The bottom line is if you are thinking you “need a website,” what is it that you actually need?
You can totally piece-meal this stuff and manage all of the components. You can hire one person to do it all. There are many options.
This is also the reason that when I did websites, I charged $10,000 because I did ALL of these pieces. More accurately, my team and I do. And it’s also why I only did a few done-for-you websites a year as it wasn’t my main service I offered in my business.
When people see the website outlined like this, they realize they don’t “need a website” but maybe they need to start with their message and website strategy, which is something I can usually outline for clients in a couple of hours. Then they take that and work with their own designer to get the visual brand put together. Then they turn that message into the actual copy that goes on each page.
When you get clear on what you truly need, then it’s much easier to find the right fit with a designer and copywriter.
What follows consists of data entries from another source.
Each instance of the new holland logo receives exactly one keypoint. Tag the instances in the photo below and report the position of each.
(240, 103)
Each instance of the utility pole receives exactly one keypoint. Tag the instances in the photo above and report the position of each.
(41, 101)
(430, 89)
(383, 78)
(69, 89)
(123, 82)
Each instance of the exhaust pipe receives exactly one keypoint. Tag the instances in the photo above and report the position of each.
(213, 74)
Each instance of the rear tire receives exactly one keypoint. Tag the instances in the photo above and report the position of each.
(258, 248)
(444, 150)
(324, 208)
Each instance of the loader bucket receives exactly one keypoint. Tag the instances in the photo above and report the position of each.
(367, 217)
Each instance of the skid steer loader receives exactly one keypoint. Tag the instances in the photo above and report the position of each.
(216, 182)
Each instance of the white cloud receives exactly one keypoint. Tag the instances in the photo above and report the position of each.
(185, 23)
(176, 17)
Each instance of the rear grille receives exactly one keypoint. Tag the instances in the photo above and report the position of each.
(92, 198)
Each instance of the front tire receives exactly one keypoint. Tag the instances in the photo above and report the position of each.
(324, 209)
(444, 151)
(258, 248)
If you truly just need a website, then that means you have the above items and just need someone to physically put it together. You hand over all of your images, text, forms, etc. and then someone builds the pages, which is the easy part IF you have all of the elements that go into the website. Hire the right person who knows what they are doing and is super familiar with the theme that you choose.
Do you just need a few of the items above? Then perhaps consider hiring out those individual pieces and then handing it over to a web developer/designer to put the actual site together.
Or if you need the whole enchilada, then hiring the right support from the beginning means it gets done right the first time as seamless as possible.
The “whole enchilada” is at least a three-month process and usually longer. Some people move faster. Some people require more space.
At the end of this work, you:
- Have a business model that works for you
- You are clear about your magic and how to communicate it. (message)
- Have clear copywriting for your site that communicates your magic to your ideal folks (copywriting)
- You have a visual brand that lights you up and your audience
- You are clear on what you are offering (pricing, products, and programs)
- You have a website strategy that works (people opt in and you have a way to nurture them and build a relationship)
- You have the technology handled (installing plugins, you have recommendations on which technology to use, etc)
- AND you have a website
Either way, know what you truly need for your online presence and you’ll make better hiring decisions to get the most bang for your buck.